During the Indian T20 season, observers did wonder if the game was broken. The curators are getting better at delivering predictable tracks that are good for batting. The Impact Player added extra depth to the batting, freeing batters of the repercussions of a mishit. Mishits anyway travelled. Batters have got better at hitting sixes too. Offspinners are almost extinct. Left-arm spinners managed only if they have a second skill. Bowling became more and more irrelevant.
You wondered where it was all headed. At the heart of the concern was: had batters become simply too good for conditions and bowling to matter? Impact Player had played no small role, altering the balance between bat and ball significantly.

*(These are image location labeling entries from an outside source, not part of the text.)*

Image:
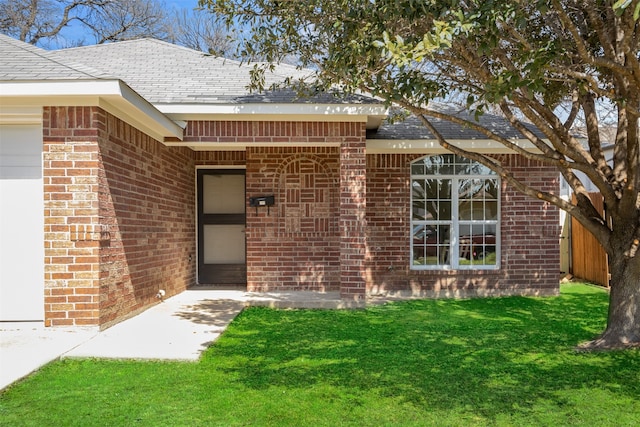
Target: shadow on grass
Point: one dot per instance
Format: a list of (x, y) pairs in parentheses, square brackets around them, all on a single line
[(488, 356)]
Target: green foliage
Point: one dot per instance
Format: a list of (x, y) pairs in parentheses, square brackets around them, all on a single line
[(502, 361)]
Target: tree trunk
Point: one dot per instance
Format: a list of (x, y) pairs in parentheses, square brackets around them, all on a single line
[(623, 323)]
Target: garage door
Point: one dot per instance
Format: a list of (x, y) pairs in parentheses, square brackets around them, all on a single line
[(21, 223)]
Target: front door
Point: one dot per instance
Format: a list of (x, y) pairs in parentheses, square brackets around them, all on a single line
[(221, 224)]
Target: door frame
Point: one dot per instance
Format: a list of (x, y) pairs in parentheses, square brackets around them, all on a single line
[(200, 170)]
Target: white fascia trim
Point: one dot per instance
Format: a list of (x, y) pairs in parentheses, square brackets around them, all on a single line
[(113, 95), (390, 146), (20, 115), (242, 146), (273, 111)]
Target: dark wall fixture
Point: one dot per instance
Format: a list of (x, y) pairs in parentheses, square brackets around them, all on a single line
[(260, 201)]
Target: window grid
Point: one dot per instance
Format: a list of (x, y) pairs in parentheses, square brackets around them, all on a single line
[(455, 215)]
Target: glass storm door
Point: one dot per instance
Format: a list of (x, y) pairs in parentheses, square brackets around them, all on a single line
[(221, 225)]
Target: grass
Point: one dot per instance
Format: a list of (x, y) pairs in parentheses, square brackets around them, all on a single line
[(503, 361)]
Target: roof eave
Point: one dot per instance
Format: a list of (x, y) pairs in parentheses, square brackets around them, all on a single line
[(113, 96), (371, 114)]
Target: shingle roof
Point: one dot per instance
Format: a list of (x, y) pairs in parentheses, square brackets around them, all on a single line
[(164, 73), (412, 128), (22, 61)]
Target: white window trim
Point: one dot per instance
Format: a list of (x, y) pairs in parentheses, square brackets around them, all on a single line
[(454, 224)]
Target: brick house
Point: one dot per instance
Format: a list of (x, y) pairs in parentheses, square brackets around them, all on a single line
[(137, 166)]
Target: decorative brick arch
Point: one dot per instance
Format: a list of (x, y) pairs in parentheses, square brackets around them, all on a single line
[(306, 188)]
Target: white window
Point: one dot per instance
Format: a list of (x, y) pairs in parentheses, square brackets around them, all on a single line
[(455, 214)]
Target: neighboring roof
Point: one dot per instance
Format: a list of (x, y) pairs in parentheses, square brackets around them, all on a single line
[(22, 61), (33, 77), (411, 128)]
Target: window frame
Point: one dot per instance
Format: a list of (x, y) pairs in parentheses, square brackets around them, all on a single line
[(454, 222)]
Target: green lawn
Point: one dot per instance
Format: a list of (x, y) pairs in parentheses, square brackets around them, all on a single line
[(506, 361)]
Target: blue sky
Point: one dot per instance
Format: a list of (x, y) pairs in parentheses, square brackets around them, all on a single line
[(75, 31)]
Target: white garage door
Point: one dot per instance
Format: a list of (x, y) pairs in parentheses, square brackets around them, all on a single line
[(21, 223)]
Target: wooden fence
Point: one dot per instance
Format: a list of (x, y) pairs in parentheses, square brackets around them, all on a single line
[(589, 260)]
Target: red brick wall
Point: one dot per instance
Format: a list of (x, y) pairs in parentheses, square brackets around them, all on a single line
[(297, 244), (529, 236), (119, 218)]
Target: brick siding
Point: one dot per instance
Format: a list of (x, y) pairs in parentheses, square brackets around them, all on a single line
[(530, 261), (120, 216), (119, 222)]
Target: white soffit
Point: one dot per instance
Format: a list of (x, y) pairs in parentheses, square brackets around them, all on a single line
[(372, 114), (112, 95)]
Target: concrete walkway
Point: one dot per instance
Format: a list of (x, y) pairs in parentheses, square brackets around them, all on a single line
[(179, 328)]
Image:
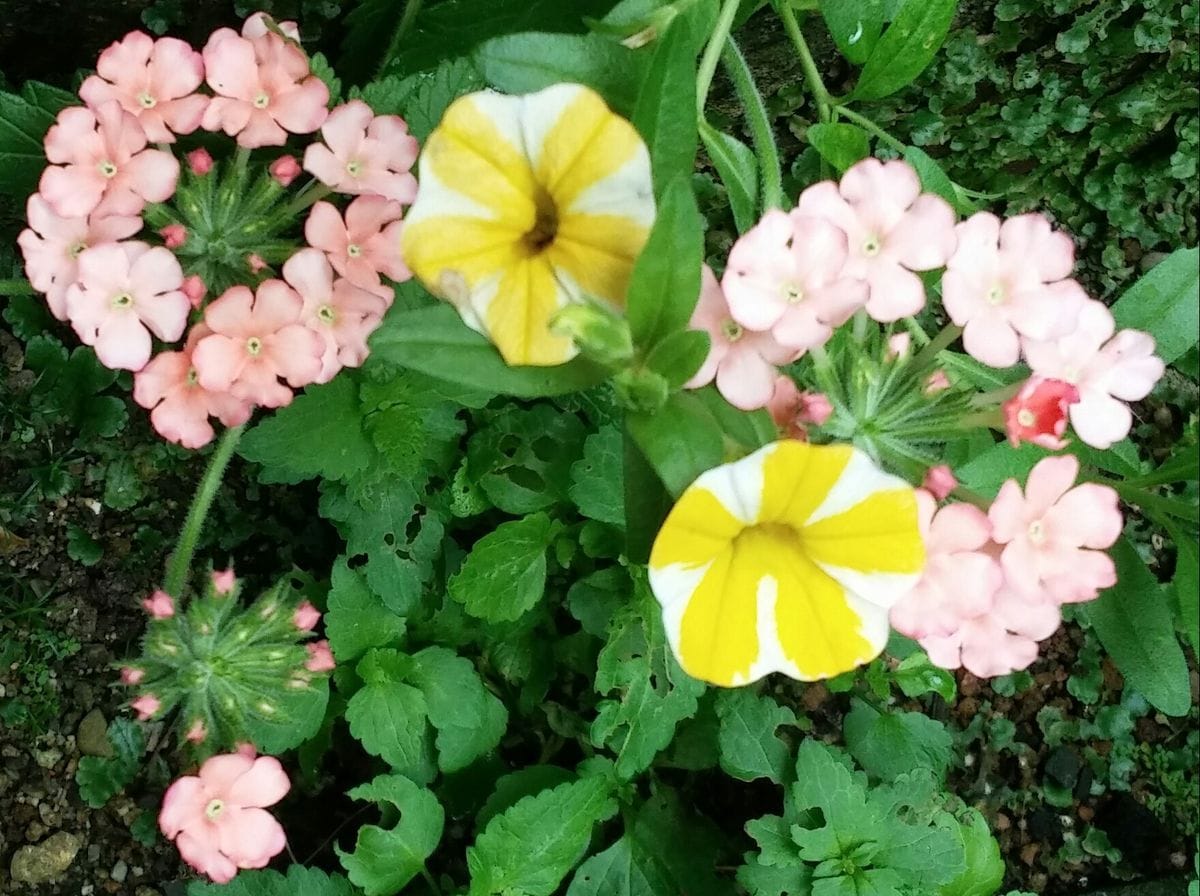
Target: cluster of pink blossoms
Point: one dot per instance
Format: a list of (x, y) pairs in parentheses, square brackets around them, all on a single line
[(862, 242), (256, 342), (995, 582)]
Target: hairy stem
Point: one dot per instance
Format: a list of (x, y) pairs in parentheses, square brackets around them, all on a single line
[(180, 561)]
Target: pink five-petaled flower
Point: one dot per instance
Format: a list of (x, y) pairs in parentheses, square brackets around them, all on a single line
[(154, 80), (145, 705), (264, 89), (306, 617), (52, 245), (219, 818), (1038, 413), (940, 481), (321, 657), (959, 579), (742, 361), (785, 275), (1000, 641), (179, 406), (892, 229), (365, 245), (100, 164), (1055, 535), (258, 338), (125, 292), (340, 312), (1007, 280), (365, 154), (1107, 371), (160, 605)]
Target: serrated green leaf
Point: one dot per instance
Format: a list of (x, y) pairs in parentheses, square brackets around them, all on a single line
[(532, 846), (906, 47), (385, 860), (1134, 624), (357, 619), (749, 746), (318, 434), (1165, 302), (299, 882), (504, 575), (888, 744)]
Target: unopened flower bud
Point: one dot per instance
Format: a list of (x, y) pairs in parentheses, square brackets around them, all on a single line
[(940, 481), (199, 161), (285, 169)]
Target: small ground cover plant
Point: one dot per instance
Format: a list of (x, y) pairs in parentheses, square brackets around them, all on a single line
[(611, 504)]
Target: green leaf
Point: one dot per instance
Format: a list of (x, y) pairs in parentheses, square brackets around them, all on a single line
[(840, 144), (389, 716), (738, 169), (531, 61), (665, 113), (384, 860), (532, 846), (469, 719), (357, 619), (665, 284), (1135, 625), (299, 882), (24, 121), (910, 43), (653, 695), (1165, 302), (681, 442), (598, 479), (436, 342), (749, 745), (889, 744), (504, 575), (82, 547), (318, 434), (100, 779), (855, 25)]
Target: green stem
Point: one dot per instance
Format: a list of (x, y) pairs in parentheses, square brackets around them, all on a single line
[(713, 53), (17, 287), (927, 356), (406, 23), (820, 92), (759, 124), (180, 561), (868, 125)]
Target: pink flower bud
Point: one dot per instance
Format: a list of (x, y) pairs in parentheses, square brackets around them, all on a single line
[(321, 657), (145, 705), (160, 606), (898, 347), (937, 383), (199, 161), (940, 481), (306, 617), (174, 235), (1038, 413), (285, 169), (222, 581), (195, 289), (197, 733), (814, 408)]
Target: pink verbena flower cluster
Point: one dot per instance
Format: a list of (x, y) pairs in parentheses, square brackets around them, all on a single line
[(201, 272), (995, 582)]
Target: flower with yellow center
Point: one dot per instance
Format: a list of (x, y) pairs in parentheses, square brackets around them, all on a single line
[(786, 560), (527, 204)]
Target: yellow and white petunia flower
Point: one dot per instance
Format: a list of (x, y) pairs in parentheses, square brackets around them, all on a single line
[(527, 204), (786, 560)]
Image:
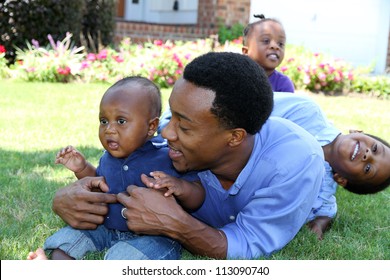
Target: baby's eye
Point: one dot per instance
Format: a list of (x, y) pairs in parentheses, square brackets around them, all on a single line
[(266, 41), (367, 168), (122, 121)]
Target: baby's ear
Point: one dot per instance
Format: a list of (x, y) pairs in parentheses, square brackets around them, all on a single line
[(355, 131), (153, 125), (340, 180)]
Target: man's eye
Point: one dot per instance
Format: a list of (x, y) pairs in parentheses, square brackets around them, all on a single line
[(367, 168)]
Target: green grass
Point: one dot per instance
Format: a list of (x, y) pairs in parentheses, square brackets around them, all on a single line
[(36, 120)]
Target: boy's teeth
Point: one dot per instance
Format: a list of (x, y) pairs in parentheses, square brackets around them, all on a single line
[(355, 151)]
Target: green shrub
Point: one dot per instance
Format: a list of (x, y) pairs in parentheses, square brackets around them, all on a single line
[(23, 21), (378, 86), (229, 33)]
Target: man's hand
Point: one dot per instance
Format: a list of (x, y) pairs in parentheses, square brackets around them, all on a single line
[(83, 204), (148, 211)]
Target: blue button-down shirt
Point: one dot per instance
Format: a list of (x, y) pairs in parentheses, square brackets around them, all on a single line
[(272, 196), (306, 113)]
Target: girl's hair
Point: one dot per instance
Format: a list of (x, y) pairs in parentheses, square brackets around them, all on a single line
[(248, 29)]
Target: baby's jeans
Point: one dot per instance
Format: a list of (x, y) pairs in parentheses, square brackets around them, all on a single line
[(120, 245)]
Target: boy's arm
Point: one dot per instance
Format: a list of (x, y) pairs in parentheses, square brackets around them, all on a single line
[(75, 161), (88, 171)]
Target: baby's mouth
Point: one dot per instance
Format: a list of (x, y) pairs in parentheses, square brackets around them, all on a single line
[(355, 151)]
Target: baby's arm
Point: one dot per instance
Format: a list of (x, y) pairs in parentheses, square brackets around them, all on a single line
[(75, 161), (189, 194)]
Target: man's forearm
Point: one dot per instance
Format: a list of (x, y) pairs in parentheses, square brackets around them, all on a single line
[(199, 238)]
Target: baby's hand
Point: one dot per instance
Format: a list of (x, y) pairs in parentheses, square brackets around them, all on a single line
[(71, 158), (160, 180)]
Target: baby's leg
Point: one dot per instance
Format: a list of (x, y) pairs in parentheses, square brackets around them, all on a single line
[(39, 254)]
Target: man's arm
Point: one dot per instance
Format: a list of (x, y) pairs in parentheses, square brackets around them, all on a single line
[(189, 194), (82, 204), (149, 212)]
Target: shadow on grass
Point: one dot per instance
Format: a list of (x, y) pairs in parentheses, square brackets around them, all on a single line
[(28, 182)]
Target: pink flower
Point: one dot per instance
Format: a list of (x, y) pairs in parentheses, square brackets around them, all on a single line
[(91, 57), (284, 68), (63, 71), (306, 80), (118, 58), (85, 64), (322, 77), (102, 54)]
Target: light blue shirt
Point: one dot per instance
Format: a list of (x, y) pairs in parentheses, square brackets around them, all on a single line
[(272, 196), (307, 114)]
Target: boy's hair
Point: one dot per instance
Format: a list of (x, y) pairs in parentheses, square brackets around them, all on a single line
[(369, 188), (151, 88), (249, 28), (243, 94)]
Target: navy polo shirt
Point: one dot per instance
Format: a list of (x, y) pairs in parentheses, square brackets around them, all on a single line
[(120, 173)]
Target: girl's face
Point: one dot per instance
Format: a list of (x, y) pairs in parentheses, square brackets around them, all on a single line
[(362, 159), (125, 120), (195, 137), (266, 44)]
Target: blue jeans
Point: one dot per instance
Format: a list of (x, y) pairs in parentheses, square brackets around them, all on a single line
[(120, 245)]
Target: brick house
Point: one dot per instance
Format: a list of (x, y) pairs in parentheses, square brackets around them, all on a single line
[(192, 18), (184, 19)]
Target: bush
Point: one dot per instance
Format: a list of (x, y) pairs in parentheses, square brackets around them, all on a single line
[(378, 86), (23, 21), (229, 33), (315, 71)]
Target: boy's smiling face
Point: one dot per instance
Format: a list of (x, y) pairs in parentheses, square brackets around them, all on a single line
[(361, 159)]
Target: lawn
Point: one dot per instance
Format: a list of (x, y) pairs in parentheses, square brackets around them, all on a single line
[(37, 119)]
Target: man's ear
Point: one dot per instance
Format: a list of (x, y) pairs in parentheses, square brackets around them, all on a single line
[(153, 125), (355, 131), (340, 179), (237, 136)]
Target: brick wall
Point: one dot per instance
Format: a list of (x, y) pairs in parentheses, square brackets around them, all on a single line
[(388, 57), (209, 11)]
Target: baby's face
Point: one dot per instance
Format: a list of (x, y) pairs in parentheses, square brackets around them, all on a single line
[(124, 121), (266, 45), (362, 159)]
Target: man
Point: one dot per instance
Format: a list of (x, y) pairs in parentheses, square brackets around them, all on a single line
[(261, 175)]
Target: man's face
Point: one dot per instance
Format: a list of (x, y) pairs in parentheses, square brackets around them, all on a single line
[(362, 159), (196, 139)]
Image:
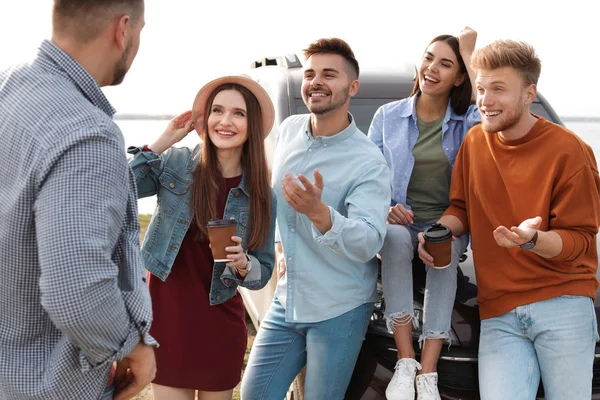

These two matches in Ireland, though, should be evidence enough that while the batters have improved at hitting sixes through hours of range hitting and physical conditioning, conditions are still a significant part of the sport.
Arguably Ireland's greatest triumph in cricket, a 2-0 blanking of double world champions India who had not lost a series in three years, is a reminder that six-hitting is not as easy as some of these batters make it look in the IPL or in standardised conditions in international cricket.
You might have laughed if someone would have told you India will take until the 18th over to hit their first six in a match, that too a hail mary in desperation. Perhaps India will get better at hitting sixes on spongier tracks with a bit of early seam movement if they practise there for a week or so, but their helplessness on these two days with hardly any time to acclimatise was something to behold.
The first match can be dismissed as a bit of a bluster from a team flying high and almost all of them holing out before earning the right to hit sixes. In the second match they actually tried to time the chase. Tilak Varma looked to take it deep with Axar Patel and Shivam Dube, but in the face of Ireland's superior knowledge of conditions they just kept finding fielders almost every time they tried to take more than what was on offer.
Try as they might, India just couldn't hit sixes when Ireland bowled to their field, which is not the case in the IPL or in most other international T20 cricket. Once again Ireland outscored India down the ground. This time by more than double: 64 runs in the "V" to India's 31. Despite improvement in every aspect of their game, India were still not able to make Ireland take on the bigger square boundaries as often as they did it to India.
Ireland needed this shot in the arm badly after a largely disappointing T20 World Cup and not enough cricket despite being a Full Member of the ICC. They were also missing five seam bowlers and Paul Stirling with the bat. They won this series by scrapping with the bat and then bowling to immaculate plans. One of the bowlers is a specialist left-arm spinners. An offspinner closed out the second match. Bowling mattered. Conditions mattered.
Apart from being a great result for the underdogs, this series is also a bit of relief for those who worried if conditions had become totally irrelevant in T20s.